Summary: Citi group is a very versatile company. As they seek for a particular plan with great and
sustainable strategy and mean while they did it on the right way. No matter they took the action plan
based on the situation which is very common on very business but the focus is how they deal the
situations and how much they earned.

Chapter 12 – Closing Case - Organization at Apple

1. Describe as best you can the organizational architecture at Apple, and specifically, its organizational
structure, control systems, incentives, product development process, and culture.

Answer: Apple’s organizational structure is effective in supporting business performance to ensure


leadership in the industry, especially with regard to competing against Google, Microsoft, IBM, Intel,
Amazon.com, Sony, PayPal, and many other firms. The Porter’s Five Forces analysis of Apple Inc.
determines that these competitors impose the strong force of competitive rivalry in the company’s
external environment. Still, through the effective use and evolution of its corporate structure, Apple
continues to improve its capabilities and competitive advantages, especially in the area of rapid and
creative innovation and product design for competitive products in the international market.

2. What do you think is different about the way Apple is organized compared to most high-tech firms?

Answer: Steve Jobs helped build a culture where all products were created with thought leadership in
mind. The leaders at Apple have always thought out of the box and tried to stay ahead of the market
whether it was Touch ID or wireless air pods, Apple has always been at the forefront of innovation and
creation new products. The way Apple is managed is an important feature that has helped Apple to sets
itself on top of its competitors. The manner in which the organization is run and controlled is so unique.
It has one chief executive board that operates together flawlessly to design brands and make verdicts on
how the corporation moves forward.

3. What is apple trying to achieve with its current organizational architecture? What are the strengths of
this architecture?

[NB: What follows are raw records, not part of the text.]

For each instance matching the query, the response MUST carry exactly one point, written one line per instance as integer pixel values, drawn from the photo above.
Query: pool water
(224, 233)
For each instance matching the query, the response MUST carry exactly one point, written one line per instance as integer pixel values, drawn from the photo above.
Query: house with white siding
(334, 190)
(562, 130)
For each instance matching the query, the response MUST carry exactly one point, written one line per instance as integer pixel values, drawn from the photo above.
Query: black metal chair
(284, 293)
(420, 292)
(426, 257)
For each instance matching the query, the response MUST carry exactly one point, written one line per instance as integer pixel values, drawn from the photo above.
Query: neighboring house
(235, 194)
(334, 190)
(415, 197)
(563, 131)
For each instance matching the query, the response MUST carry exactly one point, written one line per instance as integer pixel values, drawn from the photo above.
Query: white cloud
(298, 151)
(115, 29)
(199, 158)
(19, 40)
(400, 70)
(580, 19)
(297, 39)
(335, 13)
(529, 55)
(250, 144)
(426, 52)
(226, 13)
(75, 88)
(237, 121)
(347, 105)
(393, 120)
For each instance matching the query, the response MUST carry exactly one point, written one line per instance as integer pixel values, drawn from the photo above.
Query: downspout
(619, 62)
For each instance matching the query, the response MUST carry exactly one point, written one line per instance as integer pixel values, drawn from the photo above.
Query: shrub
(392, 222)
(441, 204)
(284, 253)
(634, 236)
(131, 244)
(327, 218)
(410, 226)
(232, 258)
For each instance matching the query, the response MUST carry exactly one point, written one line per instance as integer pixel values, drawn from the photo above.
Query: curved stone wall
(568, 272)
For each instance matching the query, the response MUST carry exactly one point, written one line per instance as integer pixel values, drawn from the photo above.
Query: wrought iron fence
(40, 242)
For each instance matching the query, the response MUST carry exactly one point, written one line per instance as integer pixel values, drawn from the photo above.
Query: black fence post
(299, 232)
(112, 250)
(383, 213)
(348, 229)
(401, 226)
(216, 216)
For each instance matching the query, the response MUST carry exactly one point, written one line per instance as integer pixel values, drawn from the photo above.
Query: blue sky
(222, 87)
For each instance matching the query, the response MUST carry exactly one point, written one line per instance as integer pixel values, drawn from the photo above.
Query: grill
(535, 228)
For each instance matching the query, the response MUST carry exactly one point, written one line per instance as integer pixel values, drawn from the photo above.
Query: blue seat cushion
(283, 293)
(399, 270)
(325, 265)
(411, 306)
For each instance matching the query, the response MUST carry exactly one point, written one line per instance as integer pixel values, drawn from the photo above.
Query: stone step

What are the potential weaknesses?

Answer: Organization Design is a formal, guided process for integrating the people, information and
technology of an organization. The organization designs matches people, technology, vision and strategy
to achieve the company’s goal and its focus to accomplish desired outcomes. Apple collaborative
structure is a key part of how the organization is designed. The collaboration of members of the
company helps determines what best design and strategy needs to be elaborated to achieve the goals,
reach more customers and increase profits. Their collaboration structure allows apple to match people,
information and the technology that customers are seeking. Overall Apple is a very successful company
globally. It has had major success since founded in 1984 and every day it expands more worldwide.

4. Are there changes that you think apple should make in its organizational architecture? What are these
changes? How might they benefit apple?

Answer: Moving away from pure functional organization would, obviously, carry some real costs. In the
past, functional structure has allowed Apple to retain much of the nimbleness of a startup. The iPod was
originally launched as a Mac accessory, but Steve Jobs rapidly changed course and made it a cross-
platform hit — a feat that was much easier to pull off because there was no “Mac division” to wage
bureaucratic warfare against the idea. Launching new products like the iPhone and iPad without fear of
cannibalizing resources or market share has helped Apple stay ahead of the curve, while the more
divisional Microsoft was never able to plunge headfirst into mobile. But Apple’s market exits are a clear
sign of severe growing pains inside the existing structure. Apple is already huge, but it wants to be
bigger. To get there, it may need to finally start acting like a big company.

Summary: The giant tech company Apple hold the craze among people with their best organizational
function and operation. They are very confident on their strategies otherwise that can’t be the leading
company in this present year. Apart from that they took different strategies like outsource the
production and many more but they really maintain their strategic plan on point.